Right way to show numbers in binary/hex/octal in your opinion?

rempas rempas at tutanota.com
Thu Dec 30 13:52:13 UTC 2021


On Wednesday, 29 December 2021 at 07:12:02 UTC, Rumbu wrote:
> I don't care about overflows

WHAT DO YOU.... Just kidding :P. But seriously tho, what do you 
mean that you don't care about overflows? Overflows can be sneaky 
and we must always check for them. If not then tell me, what 
happens when you try to save the number "-500" in a "ubyte"? 
First of all, D will not let you do that, you need to implicitly 
cast it. But let's say that you do. What you got? 12!!! Cool ha? 
There are two problems here. First unsigned types cannot store 
negative numbers. So our library function should check if the 
number is negative and in that case not let you do that (an 
assertion will do). Now even if you say: "well in that case the 
function will negate the number and return it" but well... This 
is not logically correct. And second, the value 500 cannot fit 
into a byte so will must also check that. In
any case, overflows should be checked in debug builds at least.

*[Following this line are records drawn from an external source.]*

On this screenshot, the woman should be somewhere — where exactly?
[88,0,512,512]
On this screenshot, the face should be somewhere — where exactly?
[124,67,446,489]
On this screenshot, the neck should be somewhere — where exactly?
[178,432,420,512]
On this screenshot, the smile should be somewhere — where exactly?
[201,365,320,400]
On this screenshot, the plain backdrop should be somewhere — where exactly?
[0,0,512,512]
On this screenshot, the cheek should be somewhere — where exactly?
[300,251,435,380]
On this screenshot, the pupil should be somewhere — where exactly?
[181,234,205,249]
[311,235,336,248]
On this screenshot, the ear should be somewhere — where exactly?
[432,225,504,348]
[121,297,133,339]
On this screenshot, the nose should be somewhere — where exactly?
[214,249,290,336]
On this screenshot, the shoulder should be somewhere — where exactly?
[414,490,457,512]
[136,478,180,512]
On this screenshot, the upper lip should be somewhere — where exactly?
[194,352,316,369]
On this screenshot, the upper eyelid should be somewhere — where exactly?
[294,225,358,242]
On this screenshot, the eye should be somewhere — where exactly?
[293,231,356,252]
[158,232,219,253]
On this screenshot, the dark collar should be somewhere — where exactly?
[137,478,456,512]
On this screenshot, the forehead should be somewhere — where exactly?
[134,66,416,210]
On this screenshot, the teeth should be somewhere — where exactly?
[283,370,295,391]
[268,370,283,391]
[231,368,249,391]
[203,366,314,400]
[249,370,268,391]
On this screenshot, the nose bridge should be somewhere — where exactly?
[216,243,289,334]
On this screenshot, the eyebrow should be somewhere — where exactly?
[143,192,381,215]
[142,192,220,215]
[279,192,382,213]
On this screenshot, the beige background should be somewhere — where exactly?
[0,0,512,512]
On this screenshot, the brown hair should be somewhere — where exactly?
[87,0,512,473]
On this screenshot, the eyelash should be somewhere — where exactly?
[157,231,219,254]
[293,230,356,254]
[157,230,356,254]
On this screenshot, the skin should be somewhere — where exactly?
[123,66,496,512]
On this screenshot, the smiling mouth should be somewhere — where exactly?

> I care about the fact that D must use the same method when it 
> converts numbers to string and the other way around.

I don't understand what you mean when saying methods (methods as 
in code, the same algorithm?). But what I understand is that the 
example "Siarhei Siamashka" did about both -1 and 65535 become 
exactly the same string after conversion ("FFFF") is a practical 
problem where there are two actual problem happening.
A. When printing the number, we cannot tell if the number is 
positive or negative.
B. We cannot get back the original number because we don't know 
if it's positive or negative.
If we had the "-" sign before the number then the library could 
negate the number and then add "-" in the front of the string and 
problem solved!

> Yes, this can be a solution to dump it as "-80", but the 
> standard lib does not even parse the "-" today for other bases 
> than 10.

**RANT ALERT!!!**
Yeah because D's library (Phobos) is fucking stupid and is 
constantly criticized by everyone (including its maintainers) and 
it is one of the reasons D has the populations it has (along side 
the GC which I love to hate!). This is why I asked what YOU guys 
thought and not what how the stupid library does it. I don't want 
to copy a wrong and bad behavior, this is the idea of making 
something new. This is why I'm trying to make a library that will 
work and make things easy and simple as they should be. *RELAXED 
NOW*

> That's why I gave you the "long" example. We don't have (yet) a 
> 128-bit type. That was the idea in the first place, language 
> has a limited range of numbers. And when we will have the cent, 
> we will lack a 256-bit type.

Well 128-bit, 256-bit, 512-bit are not true types. Our computers 
have 64-bit registers. To go above that, you use multiple 
registers that hold a part of the value each. At least that's 
what I read in a PDF about assembly and it makes sense.

> I would like to consider that I know exactly what kind of value 
> I am expecting to read.

I don't understand what you mean here, could you please explain?